Fronting a brand new family business
THE Asprey name is undoubtedly familiar to you. The British luxury brand has been around since the time of Queen Victoria. For 200 years the family sold luxury goods to the world’s well-heeled before being bought out by a devoted customer.
Sadly, when William Asprey, the seventh line of the family, came to start up a new venture, which specialises in jewellery as well as guns and rifles, in 1999 he was unable to take his name with him, settling instead for William & Son. “My son’s sisters don’t like it much,” he jokes.

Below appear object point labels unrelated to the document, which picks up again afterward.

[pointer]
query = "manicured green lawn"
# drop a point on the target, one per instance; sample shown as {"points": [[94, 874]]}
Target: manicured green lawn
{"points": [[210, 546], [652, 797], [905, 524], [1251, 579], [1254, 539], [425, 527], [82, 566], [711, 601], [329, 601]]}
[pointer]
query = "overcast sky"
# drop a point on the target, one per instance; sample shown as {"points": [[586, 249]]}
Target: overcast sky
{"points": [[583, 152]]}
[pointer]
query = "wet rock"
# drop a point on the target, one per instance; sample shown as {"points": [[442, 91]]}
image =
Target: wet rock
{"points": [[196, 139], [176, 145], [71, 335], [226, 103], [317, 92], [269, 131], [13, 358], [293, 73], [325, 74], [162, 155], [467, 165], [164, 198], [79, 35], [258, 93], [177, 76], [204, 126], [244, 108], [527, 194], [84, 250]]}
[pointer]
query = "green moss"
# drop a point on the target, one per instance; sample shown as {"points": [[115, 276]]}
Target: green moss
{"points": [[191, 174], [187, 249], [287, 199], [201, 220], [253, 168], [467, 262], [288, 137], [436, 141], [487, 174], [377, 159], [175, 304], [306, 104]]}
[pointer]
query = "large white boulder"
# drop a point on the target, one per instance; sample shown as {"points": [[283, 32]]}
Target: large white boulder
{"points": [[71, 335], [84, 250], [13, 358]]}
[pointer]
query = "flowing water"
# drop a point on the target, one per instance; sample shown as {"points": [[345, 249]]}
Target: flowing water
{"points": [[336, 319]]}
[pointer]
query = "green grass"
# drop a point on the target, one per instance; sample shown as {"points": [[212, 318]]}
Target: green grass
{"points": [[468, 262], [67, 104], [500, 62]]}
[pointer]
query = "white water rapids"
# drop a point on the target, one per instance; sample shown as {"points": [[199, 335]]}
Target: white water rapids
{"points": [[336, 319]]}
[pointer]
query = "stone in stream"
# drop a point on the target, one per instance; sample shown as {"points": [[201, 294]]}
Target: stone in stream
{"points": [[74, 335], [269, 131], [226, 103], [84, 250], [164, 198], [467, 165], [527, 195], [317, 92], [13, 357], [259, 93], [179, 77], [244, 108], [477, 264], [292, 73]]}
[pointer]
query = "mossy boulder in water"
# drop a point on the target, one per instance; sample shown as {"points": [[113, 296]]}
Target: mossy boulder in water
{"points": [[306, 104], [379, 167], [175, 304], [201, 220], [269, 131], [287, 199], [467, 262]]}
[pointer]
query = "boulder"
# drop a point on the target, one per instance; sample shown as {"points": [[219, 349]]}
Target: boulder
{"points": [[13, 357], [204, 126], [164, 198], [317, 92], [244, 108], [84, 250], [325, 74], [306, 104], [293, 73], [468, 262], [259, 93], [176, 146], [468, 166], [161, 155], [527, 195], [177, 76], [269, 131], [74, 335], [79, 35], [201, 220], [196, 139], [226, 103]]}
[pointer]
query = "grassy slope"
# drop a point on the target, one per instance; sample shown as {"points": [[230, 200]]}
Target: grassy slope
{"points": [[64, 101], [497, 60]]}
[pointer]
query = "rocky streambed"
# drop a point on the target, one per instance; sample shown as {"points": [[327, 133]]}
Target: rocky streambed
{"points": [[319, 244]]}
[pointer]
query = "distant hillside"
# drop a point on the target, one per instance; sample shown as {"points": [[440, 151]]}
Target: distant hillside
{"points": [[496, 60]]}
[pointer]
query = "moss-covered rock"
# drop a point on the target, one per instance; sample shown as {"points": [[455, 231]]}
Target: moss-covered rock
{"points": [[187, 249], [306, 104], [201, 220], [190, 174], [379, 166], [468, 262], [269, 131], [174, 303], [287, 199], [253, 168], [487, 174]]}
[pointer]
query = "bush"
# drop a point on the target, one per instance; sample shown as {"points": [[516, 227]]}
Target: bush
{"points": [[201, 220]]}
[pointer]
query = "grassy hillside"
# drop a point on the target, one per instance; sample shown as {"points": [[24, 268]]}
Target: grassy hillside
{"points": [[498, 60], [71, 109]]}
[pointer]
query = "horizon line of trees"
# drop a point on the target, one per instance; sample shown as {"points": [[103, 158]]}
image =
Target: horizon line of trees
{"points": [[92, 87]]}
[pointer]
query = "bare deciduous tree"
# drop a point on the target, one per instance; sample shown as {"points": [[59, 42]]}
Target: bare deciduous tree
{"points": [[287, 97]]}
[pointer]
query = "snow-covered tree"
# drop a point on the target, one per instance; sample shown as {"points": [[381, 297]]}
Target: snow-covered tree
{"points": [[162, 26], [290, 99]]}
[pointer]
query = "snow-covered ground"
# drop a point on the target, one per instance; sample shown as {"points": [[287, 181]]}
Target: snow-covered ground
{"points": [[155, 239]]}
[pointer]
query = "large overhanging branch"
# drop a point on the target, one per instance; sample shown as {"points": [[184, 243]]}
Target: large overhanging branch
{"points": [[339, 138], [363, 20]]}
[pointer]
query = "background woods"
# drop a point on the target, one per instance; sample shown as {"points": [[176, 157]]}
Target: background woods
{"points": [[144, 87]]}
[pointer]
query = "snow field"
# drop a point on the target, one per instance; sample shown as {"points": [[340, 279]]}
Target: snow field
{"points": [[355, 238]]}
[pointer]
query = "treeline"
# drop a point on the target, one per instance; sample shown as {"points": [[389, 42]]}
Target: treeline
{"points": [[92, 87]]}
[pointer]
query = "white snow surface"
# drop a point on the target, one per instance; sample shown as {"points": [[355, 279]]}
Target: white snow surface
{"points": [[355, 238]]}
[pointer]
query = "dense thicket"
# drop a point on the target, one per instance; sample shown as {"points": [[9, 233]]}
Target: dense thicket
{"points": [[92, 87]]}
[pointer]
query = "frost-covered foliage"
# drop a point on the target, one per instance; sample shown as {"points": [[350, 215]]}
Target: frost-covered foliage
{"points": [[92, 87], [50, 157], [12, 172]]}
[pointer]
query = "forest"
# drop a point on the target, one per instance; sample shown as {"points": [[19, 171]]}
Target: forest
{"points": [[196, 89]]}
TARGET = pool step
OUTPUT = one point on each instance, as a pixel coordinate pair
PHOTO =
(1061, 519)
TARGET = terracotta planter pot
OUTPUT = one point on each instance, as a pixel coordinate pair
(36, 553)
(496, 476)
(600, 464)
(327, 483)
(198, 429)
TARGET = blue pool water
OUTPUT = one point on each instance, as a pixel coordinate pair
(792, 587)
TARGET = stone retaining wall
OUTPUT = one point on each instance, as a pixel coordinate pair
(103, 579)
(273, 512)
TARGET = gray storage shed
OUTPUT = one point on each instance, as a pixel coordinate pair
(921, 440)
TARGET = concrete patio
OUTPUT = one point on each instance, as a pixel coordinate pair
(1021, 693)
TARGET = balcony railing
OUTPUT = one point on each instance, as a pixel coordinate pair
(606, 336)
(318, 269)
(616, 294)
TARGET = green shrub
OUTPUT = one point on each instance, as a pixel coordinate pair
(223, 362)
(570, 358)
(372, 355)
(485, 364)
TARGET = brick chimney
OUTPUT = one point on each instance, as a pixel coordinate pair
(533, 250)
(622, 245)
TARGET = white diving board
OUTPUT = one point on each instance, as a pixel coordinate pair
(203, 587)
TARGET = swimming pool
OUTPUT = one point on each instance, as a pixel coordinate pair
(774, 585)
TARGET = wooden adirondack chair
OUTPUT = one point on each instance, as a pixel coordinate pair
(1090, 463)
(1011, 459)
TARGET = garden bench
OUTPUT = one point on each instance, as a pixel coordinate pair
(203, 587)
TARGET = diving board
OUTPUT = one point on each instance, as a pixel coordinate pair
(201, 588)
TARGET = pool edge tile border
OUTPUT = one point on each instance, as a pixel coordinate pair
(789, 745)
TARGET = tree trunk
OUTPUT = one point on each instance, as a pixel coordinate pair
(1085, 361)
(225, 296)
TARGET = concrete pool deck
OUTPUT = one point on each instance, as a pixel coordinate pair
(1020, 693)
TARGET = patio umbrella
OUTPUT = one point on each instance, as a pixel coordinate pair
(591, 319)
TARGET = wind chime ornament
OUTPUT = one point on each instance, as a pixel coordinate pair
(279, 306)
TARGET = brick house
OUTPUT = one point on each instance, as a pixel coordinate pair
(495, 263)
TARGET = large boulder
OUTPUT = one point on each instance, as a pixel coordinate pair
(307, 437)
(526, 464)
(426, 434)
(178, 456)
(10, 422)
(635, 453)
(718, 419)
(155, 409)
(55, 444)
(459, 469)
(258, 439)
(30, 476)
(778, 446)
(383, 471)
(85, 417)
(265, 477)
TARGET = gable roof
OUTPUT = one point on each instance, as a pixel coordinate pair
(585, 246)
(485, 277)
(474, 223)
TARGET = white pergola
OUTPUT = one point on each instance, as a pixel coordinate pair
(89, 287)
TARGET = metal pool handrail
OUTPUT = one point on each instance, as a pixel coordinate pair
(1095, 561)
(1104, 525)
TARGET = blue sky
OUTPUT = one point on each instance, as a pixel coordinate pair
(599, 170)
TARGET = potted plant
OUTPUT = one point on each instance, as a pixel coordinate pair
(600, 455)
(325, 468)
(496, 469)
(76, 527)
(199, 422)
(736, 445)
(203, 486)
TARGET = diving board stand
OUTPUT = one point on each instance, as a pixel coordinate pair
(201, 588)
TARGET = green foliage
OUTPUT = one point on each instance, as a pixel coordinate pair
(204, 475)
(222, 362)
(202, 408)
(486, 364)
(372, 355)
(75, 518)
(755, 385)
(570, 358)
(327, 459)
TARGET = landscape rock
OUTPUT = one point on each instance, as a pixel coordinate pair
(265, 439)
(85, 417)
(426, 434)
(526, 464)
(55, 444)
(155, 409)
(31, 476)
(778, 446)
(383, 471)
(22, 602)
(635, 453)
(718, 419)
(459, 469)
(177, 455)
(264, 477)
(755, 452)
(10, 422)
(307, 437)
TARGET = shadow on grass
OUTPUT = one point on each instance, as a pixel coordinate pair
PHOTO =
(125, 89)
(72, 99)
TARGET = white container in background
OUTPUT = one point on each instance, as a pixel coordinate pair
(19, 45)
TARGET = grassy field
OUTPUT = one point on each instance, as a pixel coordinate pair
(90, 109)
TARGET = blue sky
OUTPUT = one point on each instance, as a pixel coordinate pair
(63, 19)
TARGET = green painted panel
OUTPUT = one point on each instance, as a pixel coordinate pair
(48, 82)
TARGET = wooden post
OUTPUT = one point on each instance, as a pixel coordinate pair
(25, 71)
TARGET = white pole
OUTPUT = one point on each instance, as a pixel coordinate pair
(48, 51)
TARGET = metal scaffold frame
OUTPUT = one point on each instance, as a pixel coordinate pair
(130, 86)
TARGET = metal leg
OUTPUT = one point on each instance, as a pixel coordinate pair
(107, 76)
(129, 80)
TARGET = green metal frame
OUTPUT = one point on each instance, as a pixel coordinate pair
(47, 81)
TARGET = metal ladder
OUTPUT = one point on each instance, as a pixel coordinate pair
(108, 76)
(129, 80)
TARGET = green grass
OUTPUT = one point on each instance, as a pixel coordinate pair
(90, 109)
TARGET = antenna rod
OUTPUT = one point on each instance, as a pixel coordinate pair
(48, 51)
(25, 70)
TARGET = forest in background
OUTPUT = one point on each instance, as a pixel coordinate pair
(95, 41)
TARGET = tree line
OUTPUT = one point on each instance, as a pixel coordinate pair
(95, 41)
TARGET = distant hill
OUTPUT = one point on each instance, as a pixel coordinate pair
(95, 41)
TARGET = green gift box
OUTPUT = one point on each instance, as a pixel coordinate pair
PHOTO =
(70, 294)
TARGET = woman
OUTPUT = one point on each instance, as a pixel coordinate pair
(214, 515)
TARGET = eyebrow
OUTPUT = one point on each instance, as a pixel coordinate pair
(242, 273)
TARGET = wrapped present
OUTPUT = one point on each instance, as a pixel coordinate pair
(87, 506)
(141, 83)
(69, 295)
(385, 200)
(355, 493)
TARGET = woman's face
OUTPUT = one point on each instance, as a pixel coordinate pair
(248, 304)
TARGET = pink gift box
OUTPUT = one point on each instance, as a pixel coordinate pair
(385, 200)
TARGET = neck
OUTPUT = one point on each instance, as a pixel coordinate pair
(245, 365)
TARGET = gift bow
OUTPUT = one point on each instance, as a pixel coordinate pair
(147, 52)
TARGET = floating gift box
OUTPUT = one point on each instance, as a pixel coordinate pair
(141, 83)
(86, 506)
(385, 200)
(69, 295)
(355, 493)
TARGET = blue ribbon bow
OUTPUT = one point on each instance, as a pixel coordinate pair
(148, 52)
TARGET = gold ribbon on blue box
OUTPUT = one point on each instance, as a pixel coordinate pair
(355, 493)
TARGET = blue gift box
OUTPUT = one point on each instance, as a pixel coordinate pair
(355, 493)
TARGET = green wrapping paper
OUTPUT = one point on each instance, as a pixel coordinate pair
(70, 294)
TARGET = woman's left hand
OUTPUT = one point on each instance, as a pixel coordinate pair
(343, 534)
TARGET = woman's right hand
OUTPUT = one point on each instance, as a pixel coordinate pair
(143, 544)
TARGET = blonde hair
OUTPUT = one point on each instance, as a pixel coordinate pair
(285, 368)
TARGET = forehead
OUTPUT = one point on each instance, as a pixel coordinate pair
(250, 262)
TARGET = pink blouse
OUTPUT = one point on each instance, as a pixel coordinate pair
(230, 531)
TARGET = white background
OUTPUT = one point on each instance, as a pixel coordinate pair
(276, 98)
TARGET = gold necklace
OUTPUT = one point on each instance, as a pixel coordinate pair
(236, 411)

“Ultimately I’d love to recreate the family business, but I wouldn’t compel my children to take it on. There has to be a reason they want to. My current plans are simply to grow the business.”
Asprey hopes to open new stores across the world in the coming years. “It’s a difficult thing to do,” he confesses.
Despite its global ambitions, William & Son will always be an iconic British brand. “Lots of people in England rather pooh-pooh British craftsmanship. They fail to realise that it is actually very highly regarded internationally.” Indeed, a lot of William & Son’s business is generated from the international community.
THE NEW FAMILY BUSINESS
Asprey really understands this trade. He has literally grown up with the business. “I used to be a porter and packer in the Asprey shop in the school holidays.” Now his children do the same, but at William & Son. “My daughters have lots of fun putting out the jewellery in the morning in the shop.”
CV | WILLIAM ASPREY
Company name: William & Son
Company turnover: £31,851,033, ending March 2010
Number of staff: 26
Job title: Chairman
Age: 45
Born: London
Lives: South West London
Background: The army for four years
Drinking: French wine
Reading: John Fowles novels
Idols: “I admire my wife Lucy and my three children.”
Talents: Shooting
Awards: Royal warrant for goldsmiths and silversmiths given to William & Son by the Queen in 2009
Motto: “Do as you would be done by.”
First ambition: “To be independently successful.”